In particolare l’optometrista di Studio Cometa si occupa di:

  • Valutazione del   sistema   visivo   nei   suoi   aspetti   refrattivi, funzionali e percettivi:
  • Esegue l’esame   refrattivo   al   fine   di   individuare   la compensazione ottica più  indicata, sia essa fornita da occhiali o da lenti a contatto.
  • Valutazione degli aspetti visivi funzionali al fine di tracciare il profilo delle abilità visuo-percettivo-motorie (in termini di capacità e di performance).
  • Valutazione, nei soggetti con DSA, dell’incidenza dei   problemi   visuo-percettivi (analisi visiva, integrazione sensoriale e visuo-spaziale) nell’apprendimento della letto-scrittura. Il classico esame della vista non è sufficiente a valutare le necessità visive dei bambini con DSA. Ogni bambino che presenti una difficoltà scolastica dovrebbe ricevere una completa valutazione visuo-percettiva
  • Training visivi per l’apprendimento dell’uso di lenti, prismi, filtri. O di compensazione delle condizioni   refrattive   che   possono impedire al bambino di ottenere un’immagine nitida; migliorare la performance visiva del bambino quando guarda da vicino avvalendosi di procedure di training visivo optometrico al fine di ottenere un’elaborazione percettiva efficace ed efficiente.
  • Educazione della persona al corretto uso del sistema visivo negli innumerevoli ambiti in cui questo è sollecitato, in particolare nello svolgimento delle   attività   scolastiche, lavorative, sportive   o ricreative.
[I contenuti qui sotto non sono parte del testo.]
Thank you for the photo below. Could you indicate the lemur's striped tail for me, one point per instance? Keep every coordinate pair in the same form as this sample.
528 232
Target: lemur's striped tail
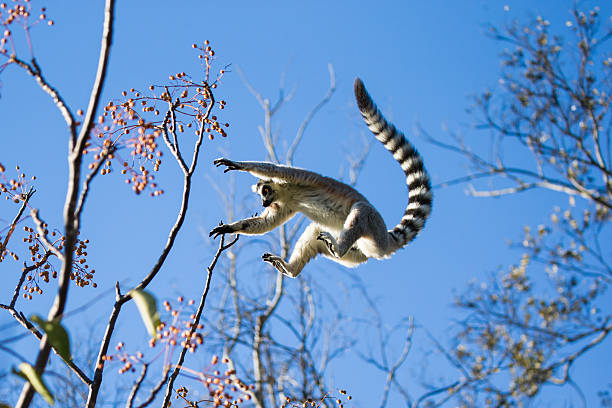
419 187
  • Valutazione de i problemi   visivi   funzionali   che   possono ostacolare   una   acquisizione   efficiente   dell’informazione   visiva (prassie dello sguardo, focalizzazione e fusione sensoriale).
  • Prevenzione per i soggetti a rischio attraverso l’esame visivo specifico da un operatore specializzato nella valutazione e nel trattamento   dei   problemi   visuo-percettivi   collegati all’apprendimento.